History column can make for interesting reading

Scott Swanson

Sometimes, when you’re plugging away, it’s easy to lose perspective.

It happens in journalism, just as in other walks of life. I was reminded of this a while back when a reader came in and asked for our archives.

Now, before I go on, you have to understand that your’s truly is usually the one who types that column up.

I actually like history. I like to learn about what people have done in the past. I’m an adherent to the notion that human nature is the same today as it was when Adam and Eve exited the Garden of Eden and that history tends to repeat itself. So you can learn from history.

It’s kind of fun to look at the old editions from 25 and 50 years back, to see how Sweet Home has changed ? and not changed, as the case may be. I’ve learned a lot about Sweet Home in the last six months just reading at the various stories in those newspapers.

It also can be a bit of a pain to type up, particularly when I’m already behind on other stories I’m trying to write. I have to confess that I wondered how many readers really looked at that column. I’d made a mental note to ask former Editor Alex Paul about it ? how it got started, what kind of feedback he’d gotten to it over the years, etc. Lots of newspapers do those kinds of columns, but that didn’t necessarily mean it was good for The New Era.

So in comes this reader. I was out of the office at the time, so I heard the story second-hand.

Seems she’d been perusing the “From Our Files” column that runs weekly on page 4 when she saw her father’s name in there. He’d died in an automobile accident back in 1955, when she was young, and she apparently was not sure of some of the particulars.

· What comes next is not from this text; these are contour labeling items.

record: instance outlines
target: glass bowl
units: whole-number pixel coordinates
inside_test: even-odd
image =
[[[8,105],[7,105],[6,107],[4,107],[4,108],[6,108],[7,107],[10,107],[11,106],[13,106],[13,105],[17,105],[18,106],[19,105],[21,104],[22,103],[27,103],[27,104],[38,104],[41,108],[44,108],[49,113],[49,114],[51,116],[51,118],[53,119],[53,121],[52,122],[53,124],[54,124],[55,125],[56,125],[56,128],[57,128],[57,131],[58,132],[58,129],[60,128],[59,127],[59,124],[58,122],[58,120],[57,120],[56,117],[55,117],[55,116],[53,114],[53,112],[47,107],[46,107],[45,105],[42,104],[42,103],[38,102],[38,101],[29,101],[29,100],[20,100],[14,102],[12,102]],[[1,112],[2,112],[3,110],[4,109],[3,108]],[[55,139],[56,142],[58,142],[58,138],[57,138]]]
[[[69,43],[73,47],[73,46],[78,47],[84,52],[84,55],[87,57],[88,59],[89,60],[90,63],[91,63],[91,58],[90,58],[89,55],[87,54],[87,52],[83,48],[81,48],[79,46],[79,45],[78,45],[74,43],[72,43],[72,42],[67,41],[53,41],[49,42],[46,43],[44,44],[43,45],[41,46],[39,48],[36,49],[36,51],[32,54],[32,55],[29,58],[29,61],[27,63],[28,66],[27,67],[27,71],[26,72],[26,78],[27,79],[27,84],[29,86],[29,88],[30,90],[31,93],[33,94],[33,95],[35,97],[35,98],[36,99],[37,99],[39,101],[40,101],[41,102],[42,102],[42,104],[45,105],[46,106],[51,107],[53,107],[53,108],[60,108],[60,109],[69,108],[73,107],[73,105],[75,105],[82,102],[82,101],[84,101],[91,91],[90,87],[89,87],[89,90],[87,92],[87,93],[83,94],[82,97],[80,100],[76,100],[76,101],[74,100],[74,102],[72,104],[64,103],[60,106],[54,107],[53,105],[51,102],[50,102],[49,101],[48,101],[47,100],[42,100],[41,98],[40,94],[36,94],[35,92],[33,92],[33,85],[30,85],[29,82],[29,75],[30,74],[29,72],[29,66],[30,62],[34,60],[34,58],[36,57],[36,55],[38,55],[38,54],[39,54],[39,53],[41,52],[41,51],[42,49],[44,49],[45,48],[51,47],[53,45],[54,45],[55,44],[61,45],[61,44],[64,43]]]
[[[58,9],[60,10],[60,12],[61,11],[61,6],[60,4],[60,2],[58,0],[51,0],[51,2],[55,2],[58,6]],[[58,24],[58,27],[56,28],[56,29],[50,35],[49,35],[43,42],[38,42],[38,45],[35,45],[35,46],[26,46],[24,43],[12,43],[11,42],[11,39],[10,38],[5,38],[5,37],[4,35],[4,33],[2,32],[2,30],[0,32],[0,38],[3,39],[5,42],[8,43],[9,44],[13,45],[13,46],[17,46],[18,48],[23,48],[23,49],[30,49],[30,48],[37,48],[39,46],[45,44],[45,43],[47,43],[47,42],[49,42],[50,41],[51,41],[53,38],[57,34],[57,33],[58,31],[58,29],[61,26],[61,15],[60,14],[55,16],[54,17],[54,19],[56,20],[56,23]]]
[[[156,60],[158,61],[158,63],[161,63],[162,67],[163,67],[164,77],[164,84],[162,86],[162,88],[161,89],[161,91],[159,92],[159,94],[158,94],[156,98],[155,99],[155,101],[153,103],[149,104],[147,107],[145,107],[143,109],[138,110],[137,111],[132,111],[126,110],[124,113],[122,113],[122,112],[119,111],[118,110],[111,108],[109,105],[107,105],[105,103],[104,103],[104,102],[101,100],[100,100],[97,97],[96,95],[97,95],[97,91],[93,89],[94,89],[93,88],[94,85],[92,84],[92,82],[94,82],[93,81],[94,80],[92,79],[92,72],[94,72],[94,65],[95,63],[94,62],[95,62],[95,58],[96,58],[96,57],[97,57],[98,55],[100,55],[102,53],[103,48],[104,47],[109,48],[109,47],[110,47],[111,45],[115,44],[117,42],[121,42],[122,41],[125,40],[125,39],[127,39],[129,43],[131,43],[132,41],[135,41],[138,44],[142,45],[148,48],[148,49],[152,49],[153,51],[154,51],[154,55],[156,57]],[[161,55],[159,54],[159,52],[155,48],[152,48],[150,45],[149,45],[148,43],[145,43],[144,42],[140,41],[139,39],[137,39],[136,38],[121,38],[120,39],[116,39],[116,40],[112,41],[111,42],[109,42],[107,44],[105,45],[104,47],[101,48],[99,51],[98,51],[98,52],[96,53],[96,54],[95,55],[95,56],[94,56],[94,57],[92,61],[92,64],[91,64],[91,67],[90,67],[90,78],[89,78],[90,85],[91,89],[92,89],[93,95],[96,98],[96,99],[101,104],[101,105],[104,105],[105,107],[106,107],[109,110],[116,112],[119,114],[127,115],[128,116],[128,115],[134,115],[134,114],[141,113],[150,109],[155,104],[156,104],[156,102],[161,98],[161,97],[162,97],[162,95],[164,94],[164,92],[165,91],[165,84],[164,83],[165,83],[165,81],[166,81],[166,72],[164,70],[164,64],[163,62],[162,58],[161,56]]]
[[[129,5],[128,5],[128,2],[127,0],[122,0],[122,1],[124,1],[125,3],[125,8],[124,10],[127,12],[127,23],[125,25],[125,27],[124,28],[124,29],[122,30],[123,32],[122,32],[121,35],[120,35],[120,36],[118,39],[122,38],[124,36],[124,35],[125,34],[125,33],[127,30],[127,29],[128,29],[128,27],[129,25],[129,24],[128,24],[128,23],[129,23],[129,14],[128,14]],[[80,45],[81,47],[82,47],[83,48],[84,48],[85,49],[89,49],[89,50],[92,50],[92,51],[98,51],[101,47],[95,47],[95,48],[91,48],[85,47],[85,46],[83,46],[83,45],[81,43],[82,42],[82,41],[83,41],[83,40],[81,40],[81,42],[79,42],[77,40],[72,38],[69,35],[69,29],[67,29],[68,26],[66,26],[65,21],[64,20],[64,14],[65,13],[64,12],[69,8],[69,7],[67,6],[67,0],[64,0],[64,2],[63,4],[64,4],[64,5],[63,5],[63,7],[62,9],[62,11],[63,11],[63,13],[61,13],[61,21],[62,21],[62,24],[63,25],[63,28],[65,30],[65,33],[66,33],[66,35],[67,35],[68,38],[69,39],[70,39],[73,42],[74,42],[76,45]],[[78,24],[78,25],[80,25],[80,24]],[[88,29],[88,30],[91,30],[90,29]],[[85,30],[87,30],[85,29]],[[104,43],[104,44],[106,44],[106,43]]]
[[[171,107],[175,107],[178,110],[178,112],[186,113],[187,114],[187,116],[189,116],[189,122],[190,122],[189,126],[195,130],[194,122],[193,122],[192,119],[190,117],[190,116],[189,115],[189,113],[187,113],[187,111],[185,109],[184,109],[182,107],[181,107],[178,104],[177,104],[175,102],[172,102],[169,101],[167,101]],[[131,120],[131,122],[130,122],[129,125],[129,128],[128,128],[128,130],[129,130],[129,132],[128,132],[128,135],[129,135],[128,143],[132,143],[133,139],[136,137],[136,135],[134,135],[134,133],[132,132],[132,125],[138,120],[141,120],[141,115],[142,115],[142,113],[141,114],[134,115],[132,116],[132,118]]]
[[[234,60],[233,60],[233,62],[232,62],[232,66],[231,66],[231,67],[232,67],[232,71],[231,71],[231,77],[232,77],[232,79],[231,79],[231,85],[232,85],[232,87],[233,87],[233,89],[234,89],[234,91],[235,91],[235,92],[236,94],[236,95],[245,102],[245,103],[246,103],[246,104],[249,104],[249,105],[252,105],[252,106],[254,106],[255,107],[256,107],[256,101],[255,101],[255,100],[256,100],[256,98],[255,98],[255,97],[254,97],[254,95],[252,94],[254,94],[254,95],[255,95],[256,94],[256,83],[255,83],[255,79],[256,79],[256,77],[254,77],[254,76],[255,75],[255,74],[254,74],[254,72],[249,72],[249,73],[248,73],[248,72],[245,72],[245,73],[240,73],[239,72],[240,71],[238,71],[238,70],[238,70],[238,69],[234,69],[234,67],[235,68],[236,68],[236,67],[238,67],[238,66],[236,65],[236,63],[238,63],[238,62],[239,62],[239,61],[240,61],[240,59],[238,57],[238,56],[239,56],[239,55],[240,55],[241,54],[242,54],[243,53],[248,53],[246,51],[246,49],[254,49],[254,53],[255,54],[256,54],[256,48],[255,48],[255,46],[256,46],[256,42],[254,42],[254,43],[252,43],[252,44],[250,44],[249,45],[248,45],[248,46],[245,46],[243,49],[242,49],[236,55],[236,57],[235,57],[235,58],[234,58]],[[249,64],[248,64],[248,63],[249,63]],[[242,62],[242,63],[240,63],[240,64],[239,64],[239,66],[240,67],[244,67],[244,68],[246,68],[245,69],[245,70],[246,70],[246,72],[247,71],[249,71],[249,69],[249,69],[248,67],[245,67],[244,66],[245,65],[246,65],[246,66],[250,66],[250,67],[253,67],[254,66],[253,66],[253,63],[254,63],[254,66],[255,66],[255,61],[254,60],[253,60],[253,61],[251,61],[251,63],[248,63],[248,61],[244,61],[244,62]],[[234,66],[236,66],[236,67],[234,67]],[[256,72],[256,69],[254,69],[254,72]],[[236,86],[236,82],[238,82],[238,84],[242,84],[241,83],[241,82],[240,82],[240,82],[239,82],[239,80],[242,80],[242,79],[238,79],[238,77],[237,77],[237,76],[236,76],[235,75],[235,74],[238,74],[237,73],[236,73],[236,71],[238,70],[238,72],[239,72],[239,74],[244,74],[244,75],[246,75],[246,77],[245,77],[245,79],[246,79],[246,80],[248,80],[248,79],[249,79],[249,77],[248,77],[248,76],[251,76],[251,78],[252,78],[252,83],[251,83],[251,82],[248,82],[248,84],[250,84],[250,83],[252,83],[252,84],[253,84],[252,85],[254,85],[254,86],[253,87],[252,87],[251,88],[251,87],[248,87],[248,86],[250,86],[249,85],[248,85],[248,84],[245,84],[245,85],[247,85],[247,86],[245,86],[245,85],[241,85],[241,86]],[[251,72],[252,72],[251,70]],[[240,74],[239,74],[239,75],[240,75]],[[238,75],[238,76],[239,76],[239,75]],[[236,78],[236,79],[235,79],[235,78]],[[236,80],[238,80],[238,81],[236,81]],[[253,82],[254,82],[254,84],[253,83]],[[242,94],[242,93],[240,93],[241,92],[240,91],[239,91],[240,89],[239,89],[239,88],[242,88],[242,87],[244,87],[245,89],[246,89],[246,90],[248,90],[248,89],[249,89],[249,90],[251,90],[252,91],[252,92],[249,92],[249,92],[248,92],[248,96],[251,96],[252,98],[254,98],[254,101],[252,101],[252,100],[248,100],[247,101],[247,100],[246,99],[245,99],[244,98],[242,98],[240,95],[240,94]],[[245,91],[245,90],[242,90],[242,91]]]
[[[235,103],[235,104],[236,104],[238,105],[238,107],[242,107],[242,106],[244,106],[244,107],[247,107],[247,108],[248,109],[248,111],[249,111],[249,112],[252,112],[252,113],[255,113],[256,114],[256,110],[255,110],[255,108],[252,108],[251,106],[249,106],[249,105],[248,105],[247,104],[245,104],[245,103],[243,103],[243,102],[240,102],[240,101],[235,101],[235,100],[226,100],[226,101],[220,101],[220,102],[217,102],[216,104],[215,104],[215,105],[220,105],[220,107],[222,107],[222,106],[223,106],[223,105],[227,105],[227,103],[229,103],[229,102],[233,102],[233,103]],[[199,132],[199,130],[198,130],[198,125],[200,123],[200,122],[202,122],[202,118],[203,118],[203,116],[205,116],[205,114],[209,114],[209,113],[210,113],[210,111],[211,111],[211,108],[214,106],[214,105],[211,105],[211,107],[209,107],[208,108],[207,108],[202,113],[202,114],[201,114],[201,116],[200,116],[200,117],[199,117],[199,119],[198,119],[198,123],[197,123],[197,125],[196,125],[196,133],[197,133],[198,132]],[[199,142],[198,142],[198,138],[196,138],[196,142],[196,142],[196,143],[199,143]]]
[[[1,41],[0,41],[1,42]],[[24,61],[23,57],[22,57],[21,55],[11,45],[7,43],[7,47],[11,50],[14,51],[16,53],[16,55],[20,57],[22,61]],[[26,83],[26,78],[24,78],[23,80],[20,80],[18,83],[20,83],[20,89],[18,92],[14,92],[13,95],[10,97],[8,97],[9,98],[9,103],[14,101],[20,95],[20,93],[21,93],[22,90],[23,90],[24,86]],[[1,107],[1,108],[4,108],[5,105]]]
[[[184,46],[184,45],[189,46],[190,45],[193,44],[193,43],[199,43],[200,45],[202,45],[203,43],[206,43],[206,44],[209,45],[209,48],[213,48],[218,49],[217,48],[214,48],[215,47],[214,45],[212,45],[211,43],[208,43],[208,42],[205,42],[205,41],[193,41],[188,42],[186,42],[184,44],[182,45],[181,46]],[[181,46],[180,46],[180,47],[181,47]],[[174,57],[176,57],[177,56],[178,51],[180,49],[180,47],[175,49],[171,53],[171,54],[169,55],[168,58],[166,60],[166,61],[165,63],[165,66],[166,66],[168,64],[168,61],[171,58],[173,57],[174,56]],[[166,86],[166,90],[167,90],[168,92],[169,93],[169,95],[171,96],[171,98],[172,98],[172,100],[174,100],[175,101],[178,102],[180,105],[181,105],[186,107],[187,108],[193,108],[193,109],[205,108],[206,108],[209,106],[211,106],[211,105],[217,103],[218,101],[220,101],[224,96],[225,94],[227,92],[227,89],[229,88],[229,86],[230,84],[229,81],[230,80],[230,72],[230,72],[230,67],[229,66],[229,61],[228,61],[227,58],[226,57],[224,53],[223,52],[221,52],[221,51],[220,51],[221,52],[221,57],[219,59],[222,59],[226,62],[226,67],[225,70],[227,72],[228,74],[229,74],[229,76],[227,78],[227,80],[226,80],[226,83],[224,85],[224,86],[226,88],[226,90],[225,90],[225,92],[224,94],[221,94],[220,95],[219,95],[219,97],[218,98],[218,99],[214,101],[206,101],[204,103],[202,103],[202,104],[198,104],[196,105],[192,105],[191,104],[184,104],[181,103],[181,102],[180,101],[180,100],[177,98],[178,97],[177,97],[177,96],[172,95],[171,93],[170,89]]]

So in she came to read the article and discover some things she didn’t know about her dad’s death.

Guess I’ll keep typing that column.

Reading about things that happened 25 or 50 years ago can be quite interesting. I’ve learned that the idea of a bypass around Lebanon (one that has occurred to me numerous times as I’m creeping through that town on my way to the freeway or east Albany) is not new. It was a hot topic 25 years ago.

I remember when I was a kid in Grants Pass how many accidents you’d hear about in the woods. Looking back at the 1955 edition, it seems serious injuries or deaths in logging accidents around this area happened frequently ? maybe not weekly, but nearly so sometimes.

The community volunteerism in Sweet Home is nothing new. That’s for sure. In both 1955 and 1980, people banded together, just as they do today, to help those in need and to raise funds for public needs.

The language, though, can be different. For instance, in this week’s column, a “lady driver” was pulled over after running her car through a plate-glass window at Dan’s Duds clothing store in 1980. Uh, I don’t think in this day and age it would be too cool to call someone a “lady driver,” at least not in print. Especially someone suspected of hit-and-run.

It’s kind of interesting, too, to see some of the social mores that were in place 50 years ago. For instance, in one recent edition, we learned that a dance after a 1955 football game would NOT be open to alumni. Hmmm, wonder what prompted THAT decision?

Some things don’t change. A couple of weeks ago, we ran a report, again from 1955, about a middle-aged woman (my age, actually), who had trashed a jail cell. In today’s liberated environement and with the ready availability of drugs that make people do things they normally might not do, I could see that happening today. But, fueled by alcohol, this gal “tore up the bed in the jail cell and battered the toilet and sink to pieces,” causing $160 in damages.

Well, maybe things are different now. That damage would be $1,600 today.